Года за два до смерти Самуил Семенович сделал мне просто царский подарок, интересный и ценный не только сам по себе, но и по тому, как он это сделал. Начав работать по предложенной им теме над диссертацией, я через полгода честно сознался, что душа у меня к этой теме не лежит. Он даже не рассердился – он обиделся страшно. И много месяцев, что называется, в упор меня не видел, вроде мы и незнакомы вовсе. Вдруг при случайной встрече – узнал. Его ожидало такси, и он предложил поехать вместе (?!). Едем. Сижу сзади. Молчание. Внезапно, не поворачиваясь: «Так говорите, не будете делать мою тему?» Сказав себе, что я идиот и делаю очередной идиотский шаг, я почему-то с прежней дубовой честностью ответствовал, что душа, мол, у меня к этой теме не лежит как-то. Опять долгое молчание, после которого так же, не поворачиваясь: «А, черт с вами, берите аутизм!» Должен сказать, что детский аутизм его интересовал особо, и именно с его кафедры вышли первые у нас в стране работы о детском аутизме. Такие темы Учитель никому не поручал – жалко было расстаться, отдать в чужие руки. Я онемел, а потом принялся мямлить какие-то жалкие слова. И тогда он повернулся наконец и очень емко и сжато изложил свои взгляды на это расстройство. Мы с ним тогда, помню, пробродили часа два вокруг его дома. Мне было грустно, потому что я вдруг остро почувствовал, что он готовится к уходу, подводит итоги, распределяет недоделанное…

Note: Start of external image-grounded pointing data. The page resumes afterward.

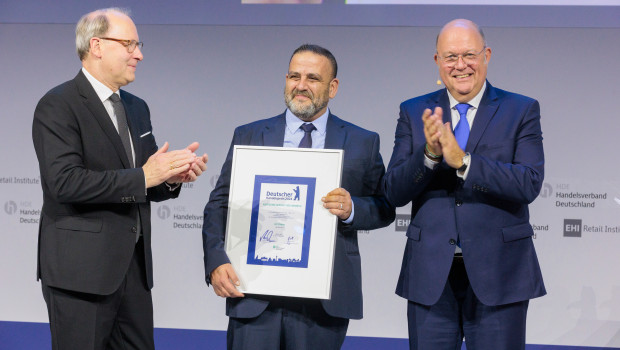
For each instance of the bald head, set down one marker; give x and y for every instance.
(462, 23)
(462, 57)
(95, 24)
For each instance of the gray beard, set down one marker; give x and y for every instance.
(305, 113)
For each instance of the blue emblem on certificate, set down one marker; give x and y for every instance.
(281, 221)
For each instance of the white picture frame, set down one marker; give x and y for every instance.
(279, 238)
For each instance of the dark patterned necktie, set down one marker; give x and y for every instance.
(306, 141)
(123, 128)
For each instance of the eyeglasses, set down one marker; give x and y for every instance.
(129, 44)
(468, 58)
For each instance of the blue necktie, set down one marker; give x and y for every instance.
(461, 132)
(306, 141)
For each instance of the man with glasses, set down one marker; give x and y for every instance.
(469, 159)
(100, 169)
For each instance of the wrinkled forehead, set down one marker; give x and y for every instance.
(309, 62)
(459, 37)
(121, 25)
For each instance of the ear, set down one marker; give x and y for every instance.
(95, 47)
(487, 54)
(333, 87)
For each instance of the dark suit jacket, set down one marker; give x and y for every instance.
(488, 211)
(91, 194)
(362, 173)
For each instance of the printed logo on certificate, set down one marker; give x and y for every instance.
(281, 221)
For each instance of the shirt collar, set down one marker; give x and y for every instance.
(103, 92)
(474, 102)
(293, 122)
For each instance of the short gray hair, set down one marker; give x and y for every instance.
(92, 25)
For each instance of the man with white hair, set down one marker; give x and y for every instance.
(100, 169)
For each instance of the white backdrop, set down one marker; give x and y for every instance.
(202, 81)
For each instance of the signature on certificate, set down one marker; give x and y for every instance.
(267, 236)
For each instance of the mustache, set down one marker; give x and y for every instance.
(304, 93)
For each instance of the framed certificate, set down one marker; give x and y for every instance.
(279, 238)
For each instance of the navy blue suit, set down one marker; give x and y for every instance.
(487, 213)
(363, 171)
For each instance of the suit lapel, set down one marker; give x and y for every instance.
(335, 133)
(486, 110)
(273, 133)
(441, 100)
(95, 106)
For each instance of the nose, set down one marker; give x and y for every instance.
(460, 63)
(302, 84)
(137, 53)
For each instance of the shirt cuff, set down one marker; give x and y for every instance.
(173, 187)
(431, 164)
(350, 218)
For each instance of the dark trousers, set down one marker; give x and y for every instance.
(459, 314)
(288, 323)
(121, 320)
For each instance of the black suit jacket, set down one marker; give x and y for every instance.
(363, 171)
(92, 197)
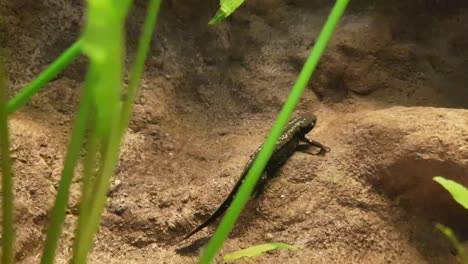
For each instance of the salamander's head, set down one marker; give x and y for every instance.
(308, 122)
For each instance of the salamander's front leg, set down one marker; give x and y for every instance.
(323, 148)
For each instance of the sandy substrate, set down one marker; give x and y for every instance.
(389, 95)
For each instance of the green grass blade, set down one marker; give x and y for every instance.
(137, 71)
(86, 188)
(257, 251)
(462, 252)
(8, 232)
(46, 76)
(73, 153)
(252, 177)
(458, 191)
(111, 154)
(227, 7)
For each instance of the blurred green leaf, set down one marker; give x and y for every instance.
(258, 250)
(458, 191)
(227, 7)
(462, 252)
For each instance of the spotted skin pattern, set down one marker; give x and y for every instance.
(287, 144)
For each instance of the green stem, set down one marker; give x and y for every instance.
(259, 165)
(86, 189)
(46, 76)
(61, 201)
(144, 43)
(8, 234)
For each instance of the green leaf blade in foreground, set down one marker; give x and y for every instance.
(258, 166)
(226, 9)
(462, 252)
(458, 191)
(258, 250)
(8, 231)
(46, 76)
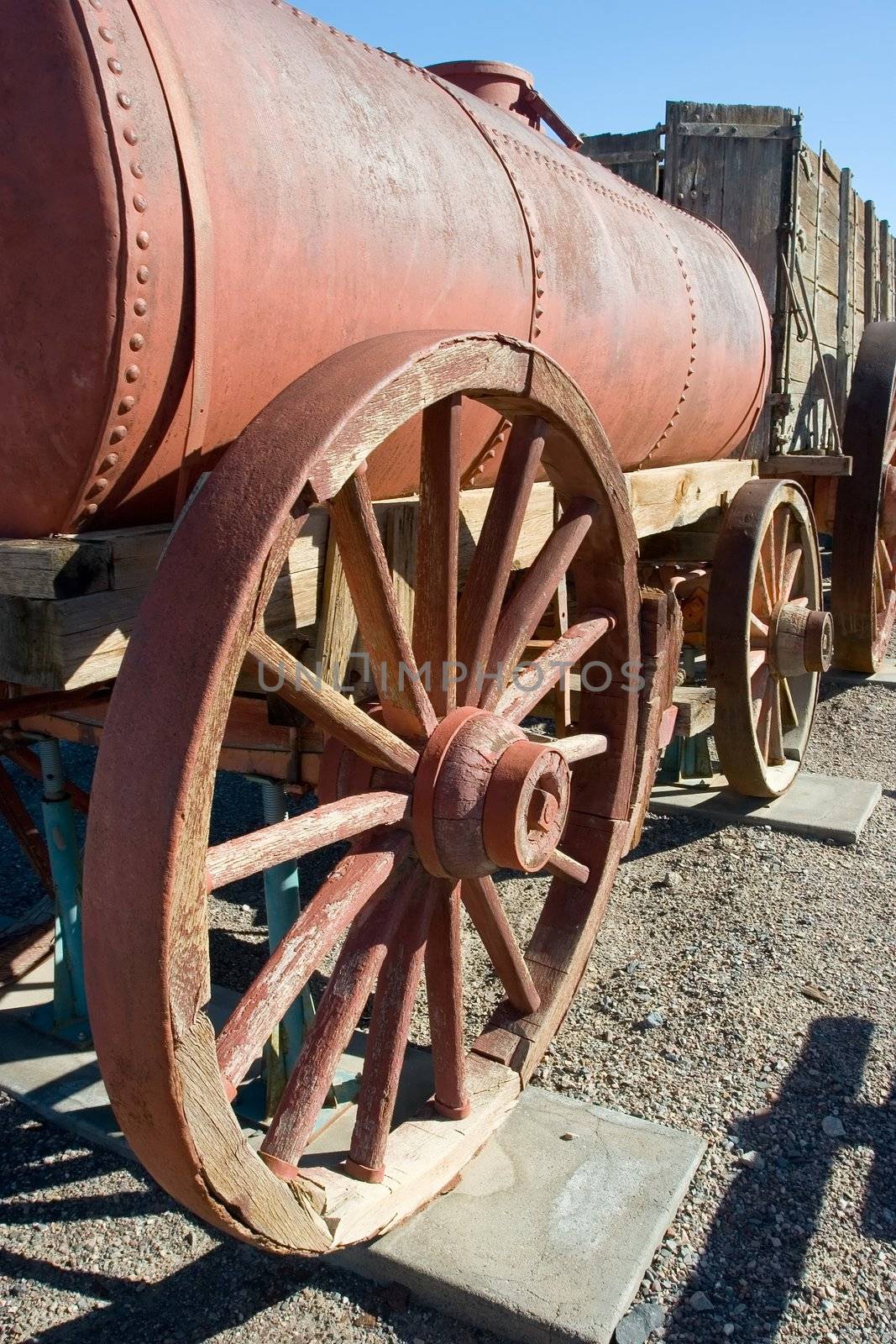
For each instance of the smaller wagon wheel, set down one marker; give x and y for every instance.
(436, 790)
(768, 638)
(862, 585)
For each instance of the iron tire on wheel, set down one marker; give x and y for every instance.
(434, 772)
(862, 585)
(768, 638)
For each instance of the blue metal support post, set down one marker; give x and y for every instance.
(69, 998)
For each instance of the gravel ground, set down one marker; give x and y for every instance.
(741, 987)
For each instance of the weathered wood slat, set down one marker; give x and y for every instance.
(78, 640)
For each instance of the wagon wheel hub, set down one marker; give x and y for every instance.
(799, 640)
(486, 797)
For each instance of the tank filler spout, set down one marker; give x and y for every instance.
(510, 87)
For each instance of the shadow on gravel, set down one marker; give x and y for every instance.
(754, 1261)
(226, 1287)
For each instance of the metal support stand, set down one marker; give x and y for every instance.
(67, 1016)
(687, 759)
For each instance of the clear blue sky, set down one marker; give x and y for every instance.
(613, 66)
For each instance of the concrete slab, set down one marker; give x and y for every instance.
(544, 1240)
(817, 806)
(886, 675)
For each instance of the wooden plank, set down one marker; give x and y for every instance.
(696, 706)
(58, 568)
(808, 464)
(665, 497)
(338, 624)
(76, 642)
(723, 165)
(634, 156)
(844, 293)
(872, 264)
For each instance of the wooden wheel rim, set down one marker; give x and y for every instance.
(862, 586)
(734, 640)
(147, 956)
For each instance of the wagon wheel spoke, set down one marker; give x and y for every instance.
(765, 718)
(792, 568)
(406, 706)
(445, 999)
(531, 685)
(758, 632)
(335, 1021)
(331, 711)
(298, 837)
(562, 866)
(781, 533)
(521, 615)
(396, 990)
(766, 571)
(359, 879)
(788, 707)
(880, 593)
(757, 659)
(758, 683)
(775, 729)
(484, 907)
(488, 575)
(437, 549)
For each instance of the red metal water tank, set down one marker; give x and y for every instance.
(202, 199)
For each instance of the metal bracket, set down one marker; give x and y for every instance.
(739, 132)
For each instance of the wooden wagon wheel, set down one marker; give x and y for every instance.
(432, 795)
(862, 582)
(768, 638)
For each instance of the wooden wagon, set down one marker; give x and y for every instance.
(342, 483)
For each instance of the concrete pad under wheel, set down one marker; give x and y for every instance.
(544, 1238)
(886, 675)
(815, 806)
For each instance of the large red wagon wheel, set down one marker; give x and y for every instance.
(432, 790)
(862, 581)
(768, 638)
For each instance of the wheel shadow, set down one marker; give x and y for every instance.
(757, 1252)
(228, 1287)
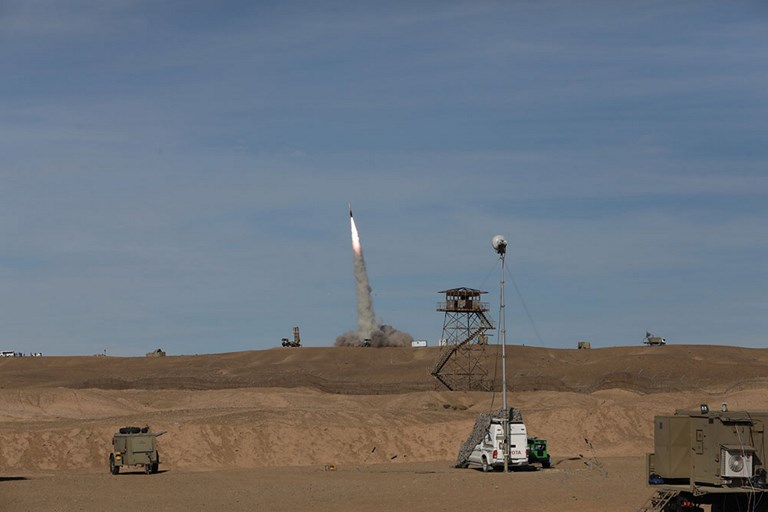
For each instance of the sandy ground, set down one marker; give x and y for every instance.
(255, 430)
(425, 486)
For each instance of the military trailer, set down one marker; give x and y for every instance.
(135, 446)
(705, 457)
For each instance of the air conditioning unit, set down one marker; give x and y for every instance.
(736, 461)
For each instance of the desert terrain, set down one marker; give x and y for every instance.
(259, 430)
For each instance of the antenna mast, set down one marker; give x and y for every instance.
(500, 246)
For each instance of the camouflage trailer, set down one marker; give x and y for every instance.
(715, 458)
(134, 446)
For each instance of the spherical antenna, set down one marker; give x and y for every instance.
(499, 244)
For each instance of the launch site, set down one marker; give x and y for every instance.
(448, 255)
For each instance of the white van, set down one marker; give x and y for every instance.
(489, 453)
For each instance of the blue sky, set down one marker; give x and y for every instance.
(176, 174)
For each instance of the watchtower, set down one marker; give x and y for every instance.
(461, 363)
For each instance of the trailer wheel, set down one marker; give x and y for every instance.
(114, 469)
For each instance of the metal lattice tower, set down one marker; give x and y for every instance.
(461, 364)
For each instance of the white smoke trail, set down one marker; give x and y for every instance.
(366, 318)
(369, 332)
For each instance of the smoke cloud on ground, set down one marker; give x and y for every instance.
(369, 331)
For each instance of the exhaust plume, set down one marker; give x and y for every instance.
(369, 332)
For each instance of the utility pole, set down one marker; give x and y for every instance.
(500, 246)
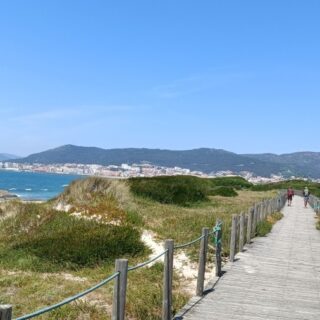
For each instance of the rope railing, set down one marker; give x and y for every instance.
(181, 246)
(143, 264)
(256, 214)
(68, 300)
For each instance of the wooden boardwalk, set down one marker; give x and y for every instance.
(276, 277)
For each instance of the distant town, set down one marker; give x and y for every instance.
(128, 171)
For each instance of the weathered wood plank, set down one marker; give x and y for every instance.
(277, 277)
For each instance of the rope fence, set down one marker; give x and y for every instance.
(243, 228)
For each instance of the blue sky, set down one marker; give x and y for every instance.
(237, 75)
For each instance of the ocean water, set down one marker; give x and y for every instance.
(35, 186)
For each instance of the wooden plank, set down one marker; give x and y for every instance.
(277, 277)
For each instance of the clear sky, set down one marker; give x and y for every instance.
(179, 74)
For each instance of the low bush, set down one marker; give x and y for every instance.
(67, 241)
(234, 182)
(296, 184)
(223, 191)
(180, 190)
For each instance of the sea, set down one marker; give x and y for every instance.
(35, 186)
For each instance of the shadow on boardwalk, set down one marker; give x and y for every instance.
(277, 277)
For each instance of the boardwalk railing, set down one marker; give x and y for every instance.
(243, 226)
(243, 229)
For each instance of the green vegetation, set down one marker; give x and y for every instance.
(224, 192)
(180, 190)
(186, 190)
(48, 255)
(51, 240)
(265, 226)
(314, 187)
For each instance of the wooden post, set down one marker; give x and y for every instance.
(167, 280)
(241, 233)
(279, 203)
(120, 289)
(218, 236)
(202, 261)
(254, 221)
(234, 223)
(249, 225)
(5, 312)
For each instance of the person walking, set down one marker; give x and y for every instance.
(290, 194)
(306, 194)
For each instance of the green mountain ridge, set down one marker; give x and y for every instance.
(207, 160)
(7, 156)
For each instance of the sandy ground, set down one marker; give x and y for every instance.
(186, 269)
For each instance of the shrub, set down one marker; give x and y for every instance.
(223, 191)
(180, 190)
(67, 241)
(235, 182)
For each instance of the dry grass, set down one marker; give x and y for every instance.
(30, 290)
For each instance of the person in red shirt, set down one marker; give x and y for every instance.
(290, 194)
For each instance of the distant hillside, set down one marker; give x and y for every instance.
(205, 160)
(6, 156)
(299, 163)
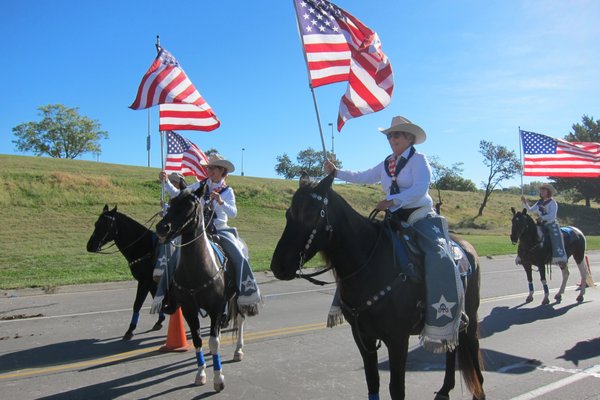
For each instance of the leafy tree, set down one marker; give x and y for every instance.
(502, 164)
(61, 133)
(577, 189)
(448, 178)
(308, 160)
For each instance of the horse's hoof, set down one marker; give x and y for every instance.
(200, 379)
(545, 301)
(529, 299)
(219, 382)
(238, 355)
(157, 326)
(558, 298)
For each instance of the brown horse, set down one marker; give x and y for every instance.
(380, 296)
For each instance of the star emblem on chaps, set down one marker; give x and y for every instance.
(163, 261)
(443, 307)
(248, 284)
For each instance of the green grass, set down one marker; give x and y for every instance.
(48, 208)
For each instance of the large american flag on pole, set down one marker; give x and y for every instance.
(338, 47)
(187, 117)
(165, 82)
(185, 157)
(546, 156)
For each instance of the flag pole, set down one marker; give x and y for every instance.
(162, 145)
(312, 90)
(521, 156)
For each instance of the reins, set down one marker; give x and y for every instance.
(149, 222)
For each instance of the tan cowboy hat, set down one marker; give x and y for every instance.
(218, 160)
(548, 187)
(401, 124)
(176, 178)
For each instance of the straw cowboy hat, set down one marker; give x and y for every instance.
(218, 160)
(176, 179)
(401, 124)
(549, 188)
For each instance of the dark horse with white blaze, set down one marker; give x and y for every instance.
(201, 281)
(137, 244)
(379, 298)
(531, 251)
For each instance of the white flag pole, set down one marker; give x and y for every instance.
(312, 90)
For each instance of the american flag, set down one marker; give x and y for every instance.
(187, 117)
(339, 47)
(546, 156)
(165, 82)
(184, 157)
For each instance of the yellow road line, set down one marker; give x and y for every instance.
(225, 340)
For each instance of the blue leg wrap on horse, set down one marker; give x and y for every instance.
(200, 358)
(216, 362)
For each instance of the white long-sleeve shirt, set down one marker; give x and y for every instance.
(413, 181)
(546, 210)
(222, 211)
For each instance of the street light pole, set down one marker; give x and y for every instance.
(243, 161)
(332, 149)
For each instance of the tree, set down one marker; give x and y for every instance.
(577, 189)
(62, 133)
(448, 178)
(502, 164)
(309, 161)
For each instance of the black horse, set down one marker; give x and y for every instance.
(527, 234)
(379, 301)
(201, 281)
(137, 244)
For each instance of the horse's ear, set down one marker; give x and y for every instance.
(304, 179)
(325, 184)
(201, 189)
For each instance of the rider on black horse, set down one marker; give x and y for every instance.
(547, 208)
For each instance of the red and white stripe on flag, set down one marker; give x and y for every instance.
(338, 48)
(185, 157)
(165, 82)
(547, 156)
(187, 117)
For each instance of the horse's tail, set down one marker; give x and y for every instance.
(470, 363)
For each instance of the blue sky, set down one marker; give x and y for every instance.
(464, 71)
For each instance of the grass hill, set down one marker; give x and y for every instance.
(48, 208)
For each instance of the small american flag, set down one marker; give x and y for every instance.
(165, 82)
(546, 156)
(184, 157)
(187, 117)
(339, 47)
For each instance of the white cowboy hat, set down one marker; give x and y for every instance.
(401, 124)
(218, 160)
(548, 187)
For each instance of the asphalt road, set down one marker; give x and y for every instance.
(67, 345)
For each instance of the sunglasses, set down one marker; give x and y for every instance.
(398, 134)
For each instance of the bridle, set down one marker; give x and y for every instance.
(323, 216)
(114, 229)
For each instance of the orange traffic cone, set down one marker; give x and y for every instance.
(176, 337)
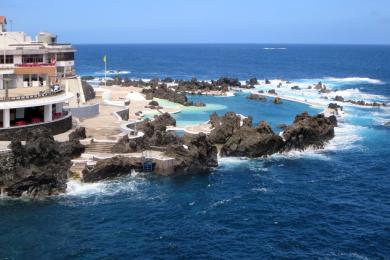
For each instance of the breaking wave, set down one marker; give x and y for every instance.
(81, 189)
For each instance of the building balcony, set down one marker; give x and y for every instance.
(35, 64)
(19, 94)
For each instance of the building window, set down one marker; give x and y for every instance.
(36, 58)
(9, 59)
(65, 56)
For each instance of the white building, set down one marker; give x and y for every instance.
(37, 77)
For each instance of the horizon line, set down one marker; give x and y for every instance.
(224, 43)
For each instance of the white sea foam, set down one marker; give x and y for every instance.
(353, 80)
(114, 72)
(81, 189)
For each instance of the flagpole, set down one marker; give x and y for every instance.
(105, 71)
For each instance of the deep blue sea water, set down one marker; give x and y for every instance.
(332, 204)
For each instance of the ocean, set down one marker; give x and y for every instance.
(330, 204)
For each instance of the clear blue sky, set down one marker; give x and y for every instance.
(204, 21)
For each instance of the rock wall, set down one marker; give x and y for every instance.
(54, 128)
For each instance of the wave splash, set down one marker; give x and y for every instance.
(77, 188)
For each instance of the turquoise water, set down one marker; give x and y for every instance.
(328, 204)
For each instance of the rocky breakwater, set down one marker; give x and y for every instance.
(238, 137)
(190, 153)
(40, 167)
(257, 97)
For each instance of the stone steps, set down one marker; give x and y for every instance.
(99, 147)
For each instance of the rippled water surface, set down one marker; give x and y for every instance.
(333, 203)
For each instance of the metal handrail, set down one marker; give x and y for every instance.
(35, 96)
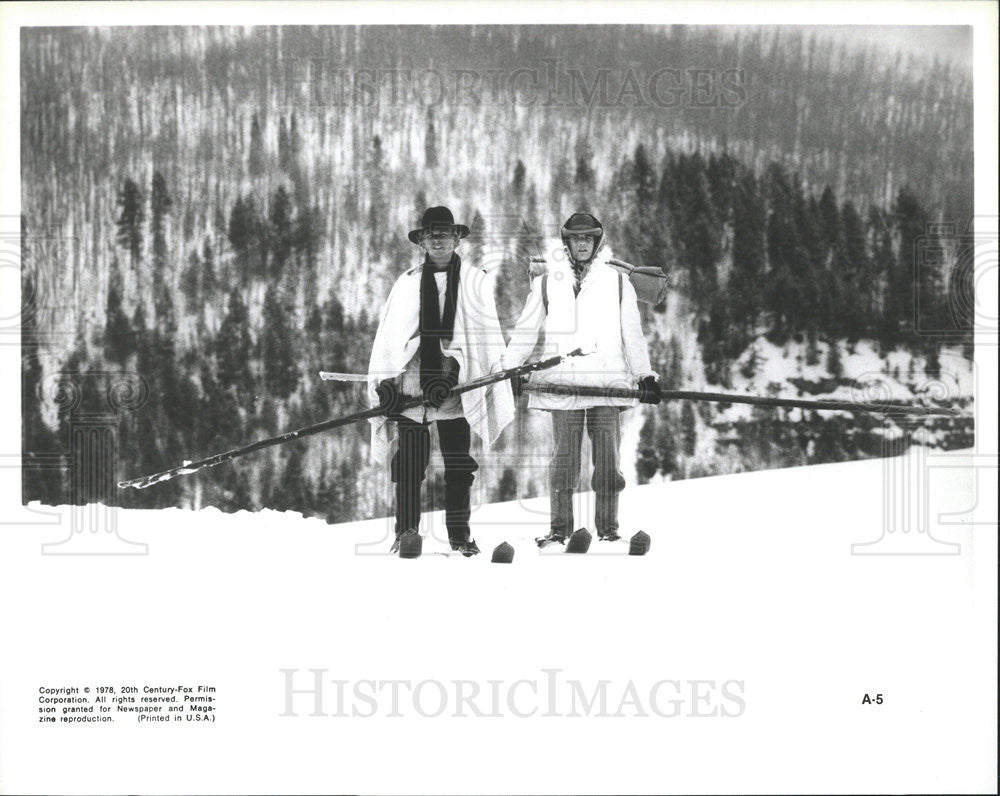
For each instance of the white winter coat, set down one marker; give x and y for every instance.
(477, 345)
(593, 320)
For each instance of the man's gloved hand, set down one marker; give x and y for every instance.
(649, 390)
(389, 396)
(437, 390)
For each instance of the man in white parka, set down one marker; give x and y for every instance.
(584, 303)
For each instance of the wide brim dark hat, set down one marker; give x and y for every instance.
(437, 219)
(582, 224)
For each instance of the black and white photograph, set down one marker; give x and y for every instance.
(498, 397)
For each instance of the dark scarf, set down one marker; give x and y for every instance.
(433, 327)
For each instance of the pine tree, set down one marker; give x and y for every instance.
(280, 235)
(233, 348)
(130, 220)
(284, 147)
(689, 428)
(41, 472)
(118, 343)
(749, 219)
(278, 348)
(160, 203)
(860, 284)
(517, 184)
(255, 159)
(430, 142)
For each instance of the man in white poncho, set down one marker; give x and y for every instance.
(439, 329)
(584, 303)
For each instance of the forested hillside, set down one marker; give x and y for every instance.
(222, 212)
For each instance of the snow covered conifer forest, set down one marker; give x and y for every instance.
(222, 212)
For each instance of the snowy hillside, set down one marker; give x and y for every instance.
(750, 580)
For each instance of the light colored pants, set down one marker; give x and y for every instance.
(603, 424)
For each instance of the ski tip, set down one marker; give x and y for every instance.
(503, 553)
(639, 544)
(579, 541)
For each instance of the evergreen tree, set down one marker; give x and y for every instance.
(689, 428)
(118, 343)
(41, 467)
(255, 159)
(430, 142)
(517, 184)
(130, 220)
(745, 279)
(280, 234)
(160, 203)
(279, 350)
(284, 147)
(860, 284)
(233, 348)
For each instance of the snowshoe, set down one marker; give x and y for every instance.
(467, 549)
(639, 544)
(408, 544)
(554, 536)
(503, 553)
(579, 541)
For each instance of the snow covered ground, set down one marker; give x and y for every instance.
(754, 604)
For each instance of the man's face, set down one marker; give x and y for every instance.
(440, 245)
(581, 247)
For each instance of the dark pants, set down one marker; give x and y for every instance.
(603, 424)
(409, 466)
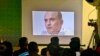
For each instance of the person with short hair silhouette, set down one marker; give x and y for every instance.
(23, 43)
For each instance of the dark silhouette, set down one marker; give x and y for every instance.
(89, 52)
(9, 49)
(23, 43)
(74, 47)
(33, 49)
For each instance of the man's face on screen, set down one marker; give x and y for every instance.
(52, 22)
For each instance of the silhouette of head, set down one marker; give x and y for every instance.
(55, 40)
(33, 47)
(53, 21)
(75, 44)
(23, 42)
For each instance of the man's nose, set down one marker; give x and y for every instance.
(48, 23)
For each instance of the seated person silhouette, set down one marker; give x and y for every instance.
(9, 49)
(54, 43)
(33, 49)
(74, 47)
(23, 43)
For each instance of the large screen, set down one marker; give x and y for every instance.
(53, 23)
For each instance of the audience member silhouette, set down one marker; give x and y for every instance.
(9, 49)
(52, 50)
(75, 44)
(74, 47)
(89, 52)
(2, 49)
(23, 43)
(54, 42)
(33, 49)
(6, 49)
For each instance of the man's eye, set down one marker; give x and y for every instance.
(52, 19)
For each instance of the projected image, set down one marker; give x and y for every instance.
(53, 23)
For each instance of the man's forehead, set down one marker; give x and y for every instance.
(51, 14)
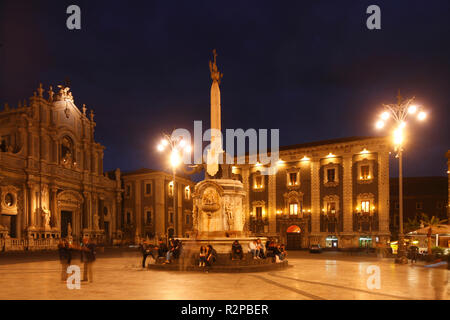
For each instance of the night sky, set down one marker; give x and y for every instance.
(311, 69)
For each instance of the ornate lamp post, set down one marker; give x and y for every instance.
(176, 146)
(399, 113)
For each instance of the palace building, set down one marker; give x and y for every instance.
(334, 193)
(52, 185)
(148, 204)
(52, 182)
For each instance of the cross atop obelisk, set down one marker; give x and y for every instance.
(216, 140)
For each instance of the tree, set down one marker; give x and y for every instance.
(435, 223)
(412, 224)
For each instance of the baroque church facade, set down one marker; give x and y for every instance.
(52, 182)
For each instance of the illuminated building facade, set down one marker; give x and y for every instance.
(334, 193)
(148, 204)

Много лет уже мы, бывшие его кружковцы, собираемся в день рождения Учителя в марте. Раньше – человек по 20–30, последний раз нас было шестеро. И каждый раз жалеем – как это мы ухитрились не записать его лекции. Обсуждаем, как славно было бы собрать в одну книгу его статьи. Каждый немножко о своем жалеет. Я, например, о том, что не довелось мне знать Учителя так близко и работать с ним так тесно и долго, как довелось более старшим коллегам. Жалеем, обсуждаем, редеем…

Зачем я все это рассказываю? Зачем вот так, публично признаюсь в любви к Учителю? Сегодня с высоты куриного полета свеженахватанных знаний о психологии и сквозь призму за версту пахнущих жареным «разоблачений» психиатрии многим она кажется эдаким монстром, пожирающим бедных граждан от мала до велика. И если так или иначе с психиатрией сталкиваясь, взрослой или детской – неважно, вы вспомните это имя – профессор Мнухин, и спросите себя – кто же для вас был Мнухиным в вашем деле? – то, может быть, и психиатрия, и ваше дело смогут отдать миру больше, чем это удается сегодня, а мы с вами, ощутив эту незримую и неосязаемую, но от этого не меньшую поддержку Учителей, еще поработаем. Несмотря ни на что.

Мир без сумасшедших?

Он был бы ненормальным! Так сказал Станислав Ежи Лец. Но что такое сумасшествие, как мы узнаем, что перед нами – оно? В психологически точном стихотворении Джейн Гудселл есть такие строки:

Я наделена богатым воображением.

Ты немного странновата.

Она совершенно чокнутая.

Я создание впечатлительное.

Ты горячишься по пустякам.

Она лучше бы сходила к психиатру.


Итак, сумасшедший – это тот, кто делает что-то, не укладывающееся в мои представления о разумном и должном, кто кажется мне странным. Правда, я тоже иногда делаю черт знает что и почему. Но ведь у меня на то есть причины! Поведение – как произведение: о чужом мы судим по результату, а о своем – по замыслу, заметил О.Уайльд. Конечно, у психиатрии есть более строгие и менее пристрастные, научные, проверенные опытом мерки. И психиатр – это вовсе не тот, кто обязательно здоров, в отличие от пациента (Виктор Хрисанфович Кандинский сам был болен и в конце концов покончил с собой, но собственный опыт болезненных переживаний позволил ему открыть целую эпоху в психиатрической диагностике), и прошел курс обучения. Психиатр прежде всего тот, кто умеет в своей оценке поведения вырваться из плена расхожих и сугубо личных представлений о том, что странно и что не странно. По своему врачебному и учительскому опыту могу судить, что умение это дается совсем не легко.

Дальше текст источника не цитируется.